Жизнь вокруг Мелиссы казалась сплошной загадкой: где это все происходит? и почему? откуда такая роскошь? кто она, наконец?.. но у Антона хватило ума не задавать никаких вопросов и, пожалуй, без всякой принужденности легко и свободно поддерживать взятый тон блеска иронии, свободы всех чувств.
— Аскилт, ты понял — здесь нет запретов.
— Будет глупо верить Мелиссе, — тут же вставлял на русском один из братьев, — именно здесь ничего не позволено. И никому.
— Не слушай, они ревнуют.
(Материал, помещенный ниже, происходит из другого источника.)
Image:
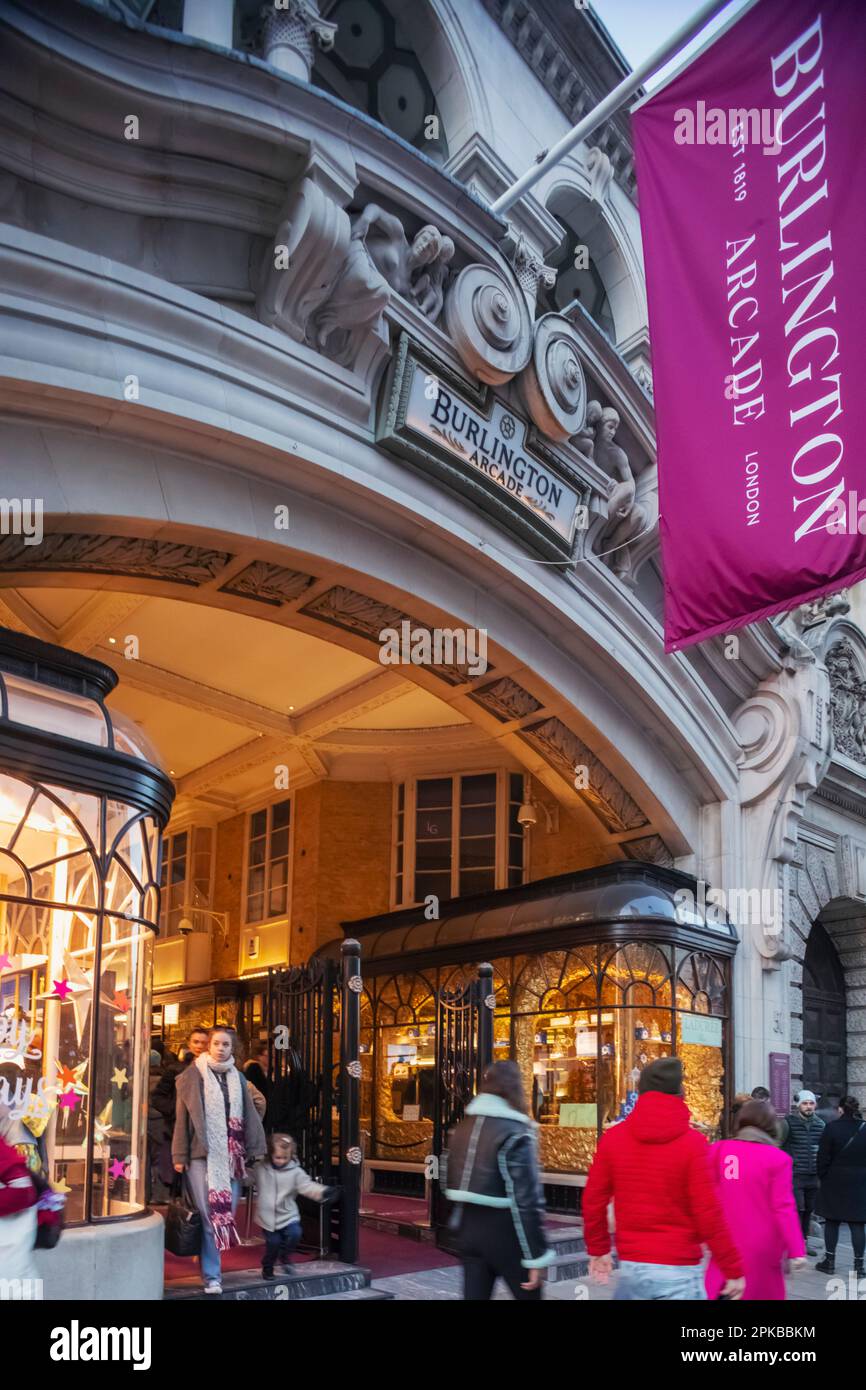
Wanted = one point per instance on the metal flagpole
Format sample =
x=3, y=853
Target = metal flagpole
x=612, y=103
Ты первый чужак в нашем доме.
— Признайтесь, вы людоеды? — спрашивал Алевдин после третьей рюмки конька.
Необычность его всегда возбуждала: экзотическая мраморная кошка с грацией арабеска, крыша мира, опасные братья-ревнивцы, коньячная ночь на ветру, перистые тени на белой коже лилейного лица и открытых холодку плеч; хулиганствуя, Мелисса разрисовала лбы и щеки милых братцев губной помадой, которая оставляла почти черные следы: цветы, кресты, звезды… и они терпели! около трех часов ночи появилась, видимо, мать Мелиссы — этакое крупное телодвижение с подсурмленным лицом, которое украшали стоячие глаза и большой порочный рот. Ее зрелая спелая яркость соблазна тут же вступила в соперничество с красотой Мелиссы. Дочери? И странное дело — эротическая тяга Антона с ее приходом раздвоилась, и он стал порывами вожделеть и Мелиссанду, эту смачную телесности самки, закутанную в невообразимую царскую парчу, эти холодные равнодушные пальцы, унизанные кольцами и украшенные багровыми клювами петушиных ногтей; вожделеть рот, полный тяжелого зубного золота, где верхняя губа была усажена перистыми усиками. Мелиссанде было около пятидесяти лет, но она держала себя с вызовом молодости и, открыв умопомрачительных размеров декольте, покуривая, стерегла каждое движение гостя махровыми цветами глаз-ноготков в брызгах золотой пыльцы. Если эротика Мелиссы была тронута пером Бердслея и залита едкой тушью теней, то сладострастность Мелиссанды, матери? начиналась скорее в стылых ужасах Беркли, где текучая плоть красоты обладает энергией отвратительной плазмы.